Last night at a party,I was talking with a few women who were critical of Ali MacGraw’s recent appearance on Oprah—she had gone “natural”; didn’t make an effort to doll up with clothes, hair and makeup; could use “some work.”
I didn’t see the show but happened to have it on TiVo so I was curious to watch, almost apprehensive.
Like everyone else of my era, I saw Love Story and fell in love. Not with the movie, or the book, or Ryan O’Neal—but with Ali MacGraw. Not only did she personify beauty and class with her own unique style—she was also smart, a Wellesley girl in real life.
In pictures I’ve seen of her since, she’s remained beautiful, artistic, original. Though she has disappeared from the public eye, it was hard for me imagine she had let herself go.

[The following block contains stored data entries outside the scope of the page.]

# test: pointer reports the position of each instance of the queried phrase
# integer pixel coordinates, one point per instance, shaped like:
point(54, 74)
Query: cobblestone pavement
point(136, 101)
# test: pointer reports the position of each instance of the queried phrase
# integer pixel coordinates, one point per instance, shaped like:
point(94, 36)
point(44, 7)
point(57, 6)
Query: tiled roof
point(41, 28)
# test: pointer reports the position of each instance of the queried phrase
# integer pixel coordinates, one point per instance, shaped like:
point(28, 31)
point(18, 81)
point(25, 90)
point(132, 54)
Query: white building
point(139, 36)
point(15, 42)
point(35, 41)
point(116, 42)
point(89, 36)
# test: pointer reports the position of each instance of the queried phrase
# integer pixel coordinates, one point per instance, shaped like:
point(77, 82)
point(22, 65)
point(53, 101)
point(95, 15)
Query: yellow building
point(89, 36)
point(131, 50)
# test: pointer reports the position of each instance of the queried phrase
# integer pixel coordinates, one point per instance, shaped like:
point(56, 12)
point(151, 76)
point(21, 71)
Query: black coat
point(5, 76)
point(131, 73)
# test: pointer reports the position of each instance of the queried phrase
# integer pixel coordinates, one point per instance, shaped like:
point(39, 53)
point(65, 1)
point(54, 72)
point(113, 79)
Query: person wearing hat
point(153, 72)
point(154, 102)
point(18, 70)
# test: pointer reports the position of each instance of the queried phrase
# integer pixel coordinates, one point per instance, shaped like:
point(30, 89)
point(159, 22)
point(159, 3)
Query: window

She walked out onto Oprah’s set, and I tried to see what these other women had seen. But all I saw is what Ryan O’Neal , also on the show, seemed to see—- a gorgeous, gracious, still stunning woman of her age, which she freely admits is 71.

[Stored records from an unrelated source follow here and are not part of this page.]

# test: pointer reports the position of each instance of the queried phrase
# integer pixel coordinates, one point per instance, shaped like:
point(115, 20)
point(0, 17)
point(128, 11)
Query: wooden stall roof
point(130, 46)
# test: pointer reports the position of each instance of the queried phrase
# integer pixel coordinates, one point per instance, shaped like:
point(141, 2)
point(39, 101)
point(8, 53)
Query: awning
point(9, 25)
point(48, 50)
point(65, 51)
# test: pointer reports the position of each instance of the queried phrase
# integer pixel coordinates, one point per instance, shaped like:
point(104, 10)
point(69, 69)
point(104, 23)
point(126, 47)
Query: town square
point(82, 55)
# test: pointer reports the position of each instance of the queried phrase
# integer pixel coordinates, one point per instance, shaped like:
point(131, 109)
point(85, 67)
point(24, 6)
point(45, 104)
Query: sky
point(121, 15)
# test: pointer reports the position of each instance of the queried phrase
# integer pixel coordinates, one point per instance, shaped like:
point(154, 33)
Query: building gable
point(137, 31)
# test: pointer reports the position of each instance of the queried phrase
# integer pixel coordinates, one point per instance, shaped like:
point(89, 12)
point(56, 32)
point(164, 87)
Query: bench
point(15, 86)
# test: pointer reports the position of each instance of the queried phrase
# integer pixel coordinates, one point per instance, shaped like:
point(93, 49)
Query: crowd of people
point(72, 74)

In fairness, I could understand why some people might have been surprised. Though she looks like an older version of her gorgeous self—she does look different— at least different from what we expect of movie stars. Her neck is lined, her skin isn’t stretched tight; her lips aren’t puffy. You can get why she moved away from the Hollywood spotlight.
It’s not easy for an “it girl” to grow up and morph into a real woman; to age in an industry whose standards pressure its stars to practice the impossible art of perfection.
She discussed those issues openly and honestly—another change from her peers. She seems comfortable in her skin, whether or not it’s wrinkled. She seems at peace with her life, free to be herself. I think age becomes her—and she’s more an icon of beauty than ever.
She also admitted she never understood her most famous line; so maybe she’d agree with this version: Love Age means never having to say you’re sorry.